Question

Your 64-cm-diameter car tire is rotating at 3.3 rev/swhen suddenly you press down hard on the accelerator. After traveling 250 m, the tire's rotation has increased to 6.4 rev/s. What was the tire's angular acceleration? Give your answer in rad/s^2.

Answer 1

Answer:

0.76 rad/s^2

Explanation:

First, we convert the original and final velocity from rev/s to rad/s:

$v_o = 3.3\frac{rev}{s} * \frac{2\pi rad}{1rev} =20.73 rad/s$

$v_f = 6.4\frac{rev}{s} * \frac{2\pi rad}{1rev}=40.21 rad/s$

Now, we need to find the number of rads that the tire rotates in the 250m path. We use the arc length formula:

$D = x*r \\x = \frac{D}{r} = \frac{250m}{0.64m/2} = 781.25 rads$

Now, we just use the formula:

$w_f^2-w_o^2=2\alpha*x$

$\alpha =\frac{w_f^2-w_o^2}{2x} = \frac{(40.21rad/s)^2-(20.73rad/s)^2}{2*781.25rad} = 0.76 rad/s^2$

Answer 2

Explanation:

The given data is as follows.

   Initial velocity, u = $3.3 rev/s \times 2 \pi rad/rev$

                           = 20.724 rad/sec

   Final velocity, v = $6.4 rev/s \times 2 \times pi rad/rev$    

                           = 40.192 rad/sec

Now, we will calculate the value of angular rotation (d) as follows.
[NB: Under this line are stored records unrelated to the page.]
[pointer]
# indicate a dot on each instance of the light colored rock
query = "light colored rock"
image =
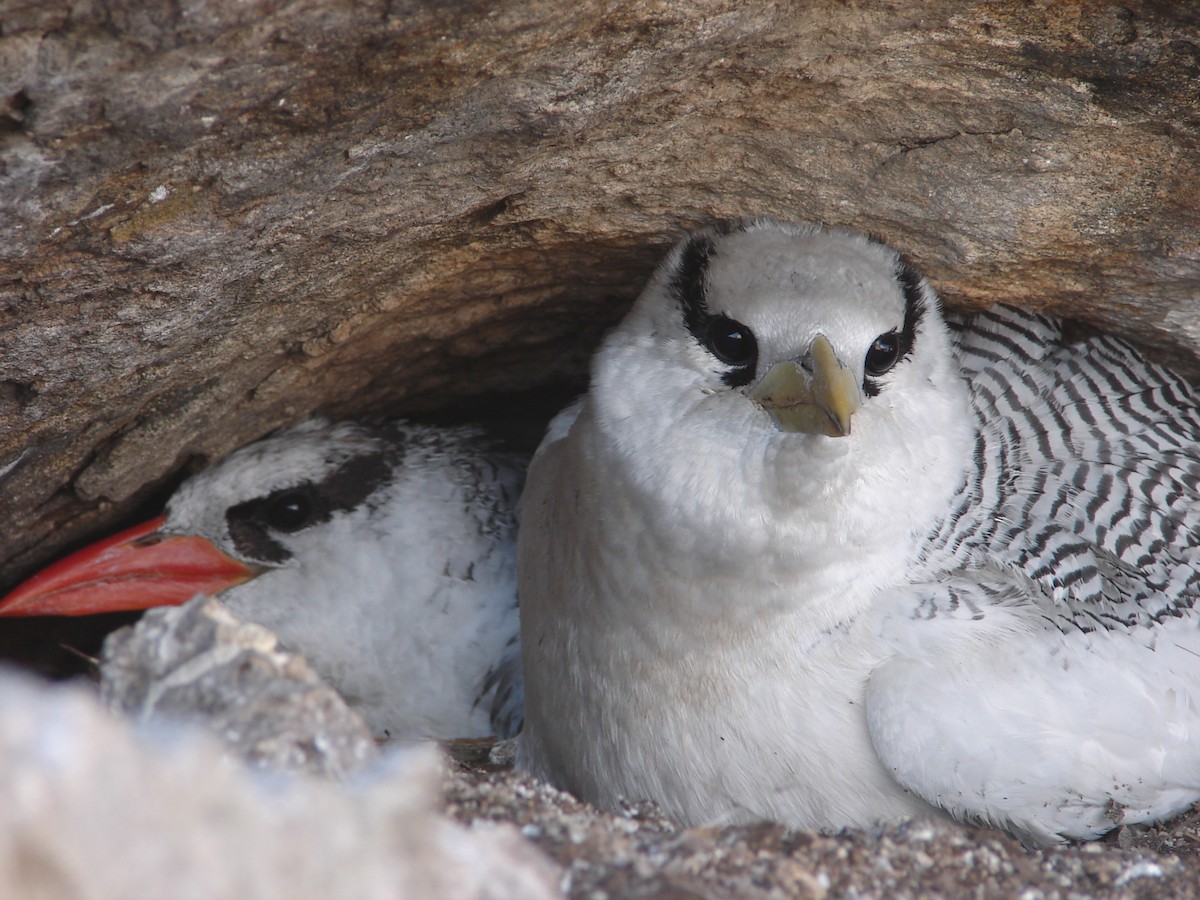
(221, 216)
(197, 663)
(94, 811)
          d = No. of revolutions × $2 \pi rad/rev$

         d = $(\frac{250 m}{2 \pi r}) \times 2 \pi$

            = $\frac{250}{0.32}$

            = 781.25 rad

Also, we know that,

                $v^{2} = u^{2} + 2ad$

or,              a = $\frac{(v^{2} - u^{2})}{2d}$

                      = $\frac{(40.192)^{2} - (20.724)^{2})}{2 \times 781.25}$

                      = $\frac{1615.39 - 429.48}{1562.5}$

                     = 0.7589 $rad/s^{2}$

Thus, we can conclude that the tire's angular acceleration is 0.7589 $rad/s^{2}$.